Methylxanthines, particularly caffeine as the drug of choice, are widely used therapeutically in the treatment of apneic episodes in premature infants (35). During such treatment, premature infants may be exposed to relatively high serum concentrations of caffeine (5-15 mg/L) for extended periods of time (up to 8 wk). Although extrapolating from animal models to human clinical medicine should be viewed with caution, the goal of the present study was to use an animal model to mimic clinical exposure to caffeine in premature neonates. The protocol used in this study represented the doses generally used in preterm newborns and P3-P10 mouse pups probably mimic the development stage of the human brain between 24 to 38 wk of gestational age. The alteration of astrocytogenesis observed in the present study after neonatal caffeine exposure provides further experimental data to support that caffeine exposure might have neurologic consequences in preterm infants. Indeed, cognitive impairment, attention deficits and behavioral problems observed in some very preterm infants in the absence of destructive lesions such as periventricular leukomalacia or intraventricular hemorrhage could partly result from exposure of the immature developing brain to noxious factors. Although caffeine therapy has been shown to be beneficial at short-term with a reduction of the rate of bronchopulmonary dysplasia in preterm infants (1), it should not be regarded as completely safe until controlled clinical studies have shown the absence of long-term neurologic sequelae.

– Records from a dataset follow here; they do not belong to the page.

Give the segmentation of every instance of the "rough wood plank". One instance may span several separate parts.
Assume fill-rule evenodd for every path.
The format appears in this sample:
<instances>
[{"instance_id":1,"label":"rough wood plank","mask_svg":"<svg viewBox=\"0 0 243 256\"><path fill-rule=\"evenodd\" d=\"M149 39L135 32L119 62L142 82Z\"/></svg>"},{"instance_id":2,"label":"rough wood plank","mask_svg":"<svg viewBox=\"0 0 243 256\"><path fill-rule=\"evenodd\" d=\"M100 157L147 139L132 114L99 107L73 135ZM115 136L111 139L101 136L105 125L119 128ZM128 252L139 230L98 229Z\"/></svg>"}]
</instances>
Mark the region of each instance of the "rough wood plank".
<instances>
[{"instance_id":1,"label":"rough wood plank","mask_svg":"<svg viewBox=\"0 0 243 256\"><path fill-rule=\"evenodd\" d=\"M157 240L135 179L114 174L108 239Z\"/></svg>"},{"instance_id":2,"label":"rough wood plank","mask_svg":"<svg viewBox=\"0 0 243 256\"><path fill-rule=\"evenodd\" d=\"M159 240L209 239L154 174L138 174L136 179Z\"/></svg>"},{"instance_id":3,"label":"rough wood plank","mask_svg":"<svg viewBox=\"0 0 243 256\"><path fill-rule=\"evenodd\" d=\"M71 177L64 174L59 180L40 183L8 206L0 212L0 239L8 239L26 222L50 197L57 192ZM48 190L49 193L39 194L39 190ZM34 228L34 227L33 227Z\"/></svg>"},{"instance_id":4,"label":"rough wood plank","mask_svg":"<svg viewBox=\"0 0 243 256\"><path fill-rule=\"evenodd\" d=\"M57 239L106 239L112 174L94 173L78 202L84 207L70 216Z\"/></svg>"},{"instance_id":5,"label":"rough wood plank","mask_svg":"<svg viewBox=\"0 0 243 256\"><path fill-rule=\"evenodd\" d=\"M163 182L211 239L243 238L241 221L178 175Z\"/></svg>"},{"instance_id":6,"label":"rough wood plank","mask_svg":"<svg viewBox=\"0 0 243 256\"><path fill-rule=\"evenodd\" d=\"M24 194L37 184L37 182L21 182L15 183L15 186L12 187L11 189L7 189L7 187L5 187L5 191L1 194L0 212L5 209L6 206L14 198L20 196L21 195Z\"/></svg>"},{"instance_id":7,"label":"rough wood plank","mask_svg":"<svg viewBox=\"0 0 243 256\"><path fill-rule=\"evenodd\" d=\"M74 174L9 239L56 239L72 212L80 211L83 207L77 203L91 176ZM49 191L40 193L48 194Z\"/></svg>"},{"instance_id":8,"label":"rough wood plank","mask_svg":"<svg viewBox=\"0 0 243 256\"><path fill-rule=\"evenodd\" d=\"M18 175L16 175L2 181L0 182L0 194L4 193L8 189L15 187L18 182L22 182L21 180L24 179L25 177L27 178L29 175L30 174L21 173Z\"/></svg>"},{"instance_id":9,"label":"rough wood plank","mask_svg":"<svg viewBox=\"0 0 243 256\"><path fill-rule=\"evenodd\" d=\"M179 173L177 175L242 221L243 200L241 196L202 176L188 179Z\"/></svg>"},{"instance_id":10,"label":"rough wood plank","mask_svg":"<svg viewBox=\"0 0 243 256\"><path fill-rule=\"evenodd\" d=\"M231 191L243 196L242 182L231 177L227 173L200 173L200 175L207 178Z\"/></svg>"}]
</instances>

In conclusion, in our animal model of postnatal treatment, caffeine induced a decrease of astrocytic densities in various brain areas during the first 2 wk of life, which seemed to involve the A2aR. Many aspects of development depend on proper sequencing so that alteration of one step in the sequence may have far-reaching implications. These results underline the need for the assessment of the long-term neurodevelopmental consequences of caffeine in human neonates to clarify the benefit/risk of this treatment.